Maternity care needs improvement, healthtech can help
The Birth Trauma Inquiry collected evidence from 1,300 women and found that maternity care of “shockingly poor quality” is all too common in the UK. This landmark report concluded that good maternity care services were “the exception rather than the rule.”
Women shared stories of being left in soiled sheets or ringing for help with no response from care staff. The report also found that hospitals obscured errors that impeded parents’ attempts to get answers about their care experiences.
From 2022 to 2023, over a third of the NHS’ £1.1 billion maternity budget was spent on payments related to clinical negligence. To improve the state of maternity care, the Birth Trauma Inquiry recommends actions like recruiting more midwives and providing post-delivery checkups with a GP.
In this article, the Rhian Bulmer sheds light on how healthtech can streamline these efforts, helping care providers enhance the quality of their maternity services, and highlights how the potential of this technology extends beyond maternity care, elevating how healthcare data is utilised for real-time insights and long-term strategy across the healthcare sector.
1. Implementing digital maternity services
Digitising services, including midwifery, has transformed the quality of maternity care for the better.
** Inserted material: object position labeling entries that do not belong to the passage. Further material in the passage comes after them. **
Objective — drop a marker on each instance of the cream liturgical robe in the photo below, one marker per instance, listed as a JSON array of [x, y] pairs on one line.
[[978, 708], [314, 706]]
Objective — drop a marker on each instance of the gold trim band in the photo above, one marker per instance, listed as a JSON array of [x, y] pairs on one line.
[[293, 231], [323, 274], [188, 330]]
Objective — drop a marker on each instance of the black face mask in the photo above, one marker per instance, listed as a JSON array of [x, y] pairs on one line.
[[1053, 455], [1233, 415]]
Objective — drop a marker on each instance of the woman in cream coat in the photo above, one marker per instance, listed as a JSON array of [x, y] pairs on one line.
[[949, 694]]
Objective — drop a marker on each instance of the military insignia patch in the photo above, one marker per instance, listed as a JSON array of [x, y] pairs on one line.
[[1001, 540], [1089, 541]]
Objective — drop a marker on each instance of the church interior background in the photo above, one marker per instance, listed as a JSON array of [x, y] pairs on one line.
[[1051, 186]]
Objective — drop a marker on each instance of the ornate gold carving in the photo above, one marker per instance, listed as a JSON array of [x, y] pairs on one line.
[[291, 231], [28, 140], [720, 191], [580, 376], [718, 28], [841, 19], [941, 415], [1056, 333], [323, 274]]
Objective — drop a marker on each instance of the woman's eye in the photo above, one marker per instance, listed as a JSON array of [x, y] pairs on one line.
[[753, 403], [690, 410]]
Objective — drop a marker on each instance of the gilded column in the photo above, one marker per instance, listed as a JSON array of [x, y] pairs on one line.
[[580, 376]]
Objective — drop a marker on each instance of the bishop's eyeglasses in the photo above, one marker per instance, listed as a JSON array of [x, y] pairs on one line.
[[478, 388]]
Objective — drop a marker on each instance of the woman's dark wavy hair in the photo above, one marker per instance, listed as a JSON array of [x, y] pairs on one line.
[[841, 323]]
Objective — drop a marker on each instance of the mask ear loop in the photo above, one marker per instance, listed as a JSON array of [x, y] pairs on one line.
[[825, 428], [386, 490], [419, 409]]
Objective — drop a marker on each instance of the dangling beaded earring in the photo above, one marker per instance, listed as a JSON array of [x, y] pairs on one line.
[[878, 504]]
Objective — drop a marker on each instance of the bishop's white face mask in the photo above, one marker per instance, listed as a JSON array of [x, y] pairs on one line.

Digital midwives are experienced midwives with enhanced knowledge of information technology services who manage and securely share digital health data.
Their role supports the greater team by facilitating multidisciplinary care professionals to work together in making timely and informed decisions. With midwives safely sharing data, this streamlines the clinical process, leading to improvements in overall care delivery.
When an organisation relies solely on paper records, keeping information up to date can be a real challenge. In the morning, you could take notes on a woman’s prenatal consultation, but by the afternoon she may also have a bleed. Thus, the earlier record is already out of date. Also, if women and babies move to other hospitals, photocopying records and notes is extremely time-consuming and you run the risk of papers being mixed up or misplaced.
With digitised records, they can be updated with much more ease and timeliness, guaranteeing that the records present the most current, accurate information possible when delivering care. Records can also be shared without expending valuable time and energy your staff could use more efficiently for their vital care tasks.
Lastly, digital maternity services also promote accessibility and ensure that maternity patients can reliably access their own health information online. The NHS also utilises a tool that dictates health information from a user’s device in their preferred language, including Urdu, Mandarin, and Polish, to accommodate all mothers and ensure they’re well-informed.
2. Improving incident management
In the Birth Trauma Inquiry, some women reported “feeling like an inconvenience” to hospital staff. It also reported that, every year, some 30,000 women will go through a negative experience with care staff before, during, or after childbirth.
Effective incident management can address these issues by empowering care professionals to monitor the completion statuses of tasks in their workflow, encouraging effective time management. Good record-keeping tools will hopefully also serve to document and analyse incidents for staff to review and learn from to improve patient experiences in the future.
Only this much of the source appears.